Pazartesi günü geldi, işe gideceğim an bana, “Kapanacaksın,” dediler. “Hayır istemiyorum” deyince, “Sus, fikrini sormadık,” deyip yazmayı suratıma attılar ve pantolonlarımı çöpe attılar. Ben de evde daha fazla dayak yememek için işe gittim. İşte benim şikayet ettiğimi duyan patronlar bana hayvan gibi davranıyorlardı, hatta bir tanesi yüzüme bakıp kusuyormuş hareketi yapıyordu. Daha yeni 13 yaşıma girmiştim ve artık ölmek istiyordum. 3 akşam bileklerimi kesmeye çalıştım ama yapamadım. Aradan 2 hafta geçti ve polisler beni sormadı. Yediğim dayak, yanıma kalan oldu.
Olaydan 1 ay sonra ailem çalıştığım yerin maaşını az bulunca benle ablamı başka yere çalışmaya gönderdi. İşin ilk günü örtüyü çıkarttım, ama pantolonum olmadığı için etekle gittim. Ailem bunu duyunca çıldırdı, ama ben direndim ve artık takmadım. Her gün şiddet, hakaret görmeme rağmen takmadım. Dışardaki insanlar da sürekli benle dalga geçerdi, “Şuna bak, etekli ama kapalı değil,” diye. Sanki kendi isteğimle bu haldeyim.

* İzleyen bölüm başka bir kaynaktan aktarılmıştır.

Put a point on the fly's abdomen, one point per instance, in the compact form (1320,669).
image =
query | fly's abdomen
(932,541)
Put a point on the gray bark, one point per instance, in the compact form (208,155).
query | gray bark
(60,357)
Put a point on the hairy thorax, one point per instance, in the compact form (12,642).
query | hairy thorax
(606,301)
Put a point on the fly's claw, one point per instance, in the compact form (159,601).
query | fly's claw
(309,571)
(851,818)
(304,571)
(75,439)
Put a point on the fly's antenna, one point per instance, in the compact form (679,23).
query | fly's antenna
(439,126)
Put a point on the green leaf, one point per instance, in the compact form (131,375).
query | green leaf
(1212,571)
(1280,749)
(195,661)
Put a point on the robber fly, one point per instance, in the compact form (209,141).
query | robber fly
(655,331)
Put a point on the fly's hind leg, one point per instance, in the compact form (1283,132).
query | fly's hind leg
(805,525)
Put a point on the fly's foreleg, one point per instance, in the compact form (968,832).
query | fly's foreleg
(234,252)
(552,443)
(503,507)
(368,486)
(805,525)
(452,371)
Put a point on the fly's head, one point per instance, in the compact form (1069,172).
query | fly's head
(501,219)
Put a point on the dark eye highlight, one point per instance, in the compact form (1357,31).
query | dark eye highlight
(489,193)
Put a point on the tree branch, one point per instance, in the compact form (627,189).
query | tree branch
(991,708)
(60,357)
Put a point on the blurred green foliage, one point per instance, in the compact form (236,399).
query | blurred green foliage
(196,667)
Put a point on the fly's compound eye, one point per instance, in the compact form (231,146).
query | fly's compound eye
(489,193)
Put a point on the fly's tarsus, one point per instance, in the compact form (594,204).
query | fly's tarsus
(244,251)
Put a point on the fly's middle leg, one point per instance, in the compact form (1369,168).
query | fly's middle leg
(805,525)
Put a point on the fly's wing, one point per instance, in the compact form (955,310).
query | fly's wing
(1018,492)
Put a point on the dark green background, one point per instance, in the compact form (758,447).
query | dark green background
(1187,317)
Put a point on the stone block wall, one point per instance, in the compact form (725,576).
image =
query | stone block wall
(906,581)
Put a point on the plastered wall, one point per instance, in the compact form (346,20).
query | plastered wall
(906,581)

3 yıl sonra artık ailem öyle bir dövüyordu ki beni, zorla yine kapandım ve şu an hala kapalıyım. Ablam evlenip gittikten sonra kendime telefon aldım. Bu arada niye ablam gittikten sonra biliyor musunuz, çünkü dindar biri ve hep benim günahkar olduğumu söyler, annem de hep doldururdu. O yüzden telefonu aldıktan hemen sonra direkt açık öğretim kaydı yaptım. Bu arada ben okul birincisiydim, açık öğretim ortaokulundan girdiğim ilk sınavda çok iyi puan aldım. Ve 8. sınıf bitti, ama bir sorun çıktı. Devlet beni bir liseye kaydetti, otomatik olarak reşit olmadığım için. Annem kayıt için halk eğitime geldi. Müdür anneme, “Kızın çok zeki, abla okut, bak çok az kişiye yaptı devlet bunu,” ikna etmeye çalıştı, ama nafile. Annem her zaman ki gibi benim başarımı görmezden geldi. Açık liseye kaydımı yaptım. Yine açık liseden de 3 yılda mezun oldum. İki senedir üniversite sınavına hazırlanıyorum. Geçen seneki puanım istediğim bölüme yetmedi, bu sene tekrar gireceğim sınava ve üniversiteye gideceğim. İlk gün özgürlüğüme kavuşacağım.
Pes etmeyin, bir gün her şey çok güzel olacak. Bu arada ismimi paylaşmayın.
“Aradan 2 hafta geçti ve polisler beni sormadı.” için 2 yanıt
[…] Ailesi tarafından okula gönderilmeyen bir çocuk okula gitmek için polisi aradı. Polis geldi ve bir daha çocuğu sormadı. Çocuk ebeveynleri tarafından ağır fiziksel işkencelere maruz kaldı. Suçlu karma eğitim değildi. (Mektup: Aradan 2 hafta geçti ve polisler beni sormadı.) […]
Doğduğun ev kaderindir sözünü doğrulayan bir öykü.Cahil, çıkarcı, bencil bir ailede evlat olmak büyük bir talihsizlik.Bu kız çocuğunun azmi de takdire şayan.